Total cost for new parts: $120–180. Swapping just the wheels on an existing street setup: $30–50.

Cruiser vs. Longboard: What's the Difference?

The line is blurry. Generally:

  • Cruiser — shorter deck (28–32"), still maneuverable in tight spaces, can do basic tricks
  • Longboard — longer deck (33–60"), designed for distance pushing, downhill, or dance; not for tricks

The setup process is identical — you're just scaling up the components. Longboards use wider trucks (180mm+), larger wheels (65mm–75mm), and taller risers (1/2"–1"+).

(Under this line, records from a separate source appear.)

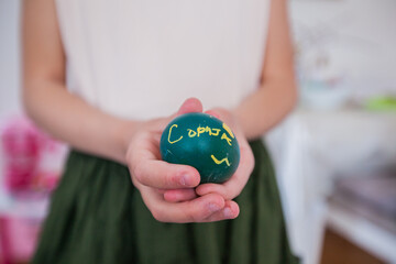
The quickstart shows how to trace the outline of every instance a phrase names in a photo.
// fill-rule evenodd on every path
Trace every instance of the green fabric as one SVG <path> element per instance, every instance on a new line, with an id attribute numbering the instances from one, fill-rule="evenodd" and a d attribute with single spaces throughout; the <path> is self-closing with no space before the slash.
<path id="1" fill-rule="evenodd" d="M 125 166 L 72 152 L 33 263 L 298 263 L 270 156 L 261 141 L 251 146 L 256 166 L 235 199 L 240 216 L 188 224 L 157 222 Z"/>

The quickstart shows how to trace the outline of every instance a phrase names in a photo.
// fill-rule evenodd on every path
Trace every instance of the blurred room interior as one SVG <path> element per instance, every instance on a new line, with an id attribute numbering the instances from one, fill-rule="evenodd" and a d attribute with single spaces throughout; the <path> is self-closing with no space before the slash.
<path id="1" fill-rule="evenodd" d="M 67 152 L 23 118 L 20 3 L 0 0 L 0 264 L 29 262 Z M 300 98 L 265 140 L 292 248 L 306 264 L 396 263 L 396 1 L 289 10 Z M 23 179 L 10 144 L 29 144 Z"/>

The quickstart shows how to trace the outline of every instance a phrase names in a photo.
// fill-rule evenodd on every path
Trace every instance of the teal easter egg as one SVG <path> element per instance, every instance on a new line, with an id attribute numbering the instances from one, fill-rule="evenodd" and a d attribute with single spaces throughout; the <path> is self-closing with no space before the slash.
<path id="1" fill-rule="evenodd" d="M 160 150 L 164 161 L 195 167 L 201 184 L 228 180 L 240 161 L 239 144 L 231 129 L 207 113 L 175 118 L 161 136 Z"/>

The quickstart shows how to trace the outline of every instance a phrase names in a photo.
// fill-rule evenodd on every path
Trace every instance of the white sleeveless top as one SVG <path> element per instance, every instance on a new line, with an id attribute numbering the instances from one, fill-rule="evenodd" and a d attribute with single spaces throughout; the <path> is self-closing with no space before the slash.
<path id="1" fill-rule="evenodd" d="M 56 0 L 68 88 L 106 112 L 231 108 L 257 88 L 271 0 Z"/>

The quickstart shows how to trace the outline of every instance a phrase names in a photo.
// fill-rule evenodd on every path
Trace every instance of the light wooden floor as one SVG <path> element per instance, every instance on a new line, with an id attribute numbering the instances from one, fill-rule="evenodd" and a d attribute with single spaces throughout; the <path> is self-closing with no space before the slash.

Frequently Asked Questions

Do cruiser skateboards need riser pads?

Almost always yes, if you're running 56mm+ wheels. Without risers, the large wheels contact the deck during turns and throw you off. At minimum, use 1/4" risers with 56–60mm wheels.

Can I cruise on a regular street deck?

Yes. A standard 8" street deck with soft wheels and 1/4" risers rides great as a cruiser. You don't need a dedicated cruiser-shaped deck — the wheels and risers make far more difference than the deck shape.

How do I stop wheel bite on my cruiser?

Add riser pads until you have at least 2–3mm of clearance between wheel and deck at maximum turn. Alternatively, tighten your trucks slightly — less lean means less wheel travel toward the deck. The Wheel Bite Tool calculates exactly how much clearance your setup has.

What's the best cruiser setup for beginners?

Keep it simple: 8.0"–8.25" deck, matching trucks, 58mm 78a–82a wheels, 1/4" risers, 1-1/8" bolts. This setup is smooth on most pavement, stable enough to learn on, and easy to push around campus or city streets.